A Kamloops councillor says there is an over-concentration of cannabis stores slated for downtown and the Tranquille corridor and he is taking responsibility for zoning changes that have allowed stores to cluster together.
“Upon reflection, I think we’re the architect of what I think is a possible problem,” Denis Walsh told KTW.
Last spring, about a half-year spring prior to legalization, city staff recommended cannabis stores be located at least 150 metres apart from one another to avoid clustering.
City council of the day, however, decreased that distance to 100 metres, with Walsh suggesting the amendment on the basis that 150 metres was too restrictive.

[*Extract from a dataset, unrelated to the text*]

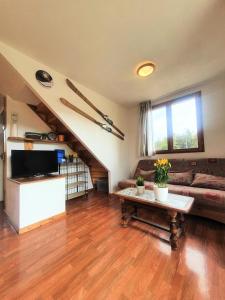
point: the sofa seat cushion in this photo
(181, 178)
(132, 183)
(209, 181)
(203, 196)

“We need to have adequate supply of retail cannabis dispensaries or we just drive people to the black market again,” Walsh said during a public hearing on the matter last year.
“The whole point of them legalizing it is to get rid of the black, underground market. That comes down to issues of safety and access.”
The city’s development director at the time told council the impact could result in a 30 per cent bump in the number of recreational cannabis stores in the city.
Staff had also told council they didn’t want to “throw the door right open” until the impact of the stores was better understood.
Today, six months since the federal government legalized recreational cannabis, the city has approved six stores each in the downtown and Tranquille Corridor areas, with more concentration likely.
Dave Jones, the city’s property use inspector, said up to 11 applications could be coming for downtown and up to seven are expected in that North Shore area.
City councillors have said the market will work itself out based on demand. Walsh, however, said businesses are taking on “huge costs” to enter that market. He estimated costs to open the door, from required licensing to store renovations, at about $200,000.
“I think we could have done a better job distributing the licensing,” he said.
Walsh is considering opening a cannabis store downtown and has recused himself from cannabis council decisions at city hall as of late, though he has no update on the status of his application.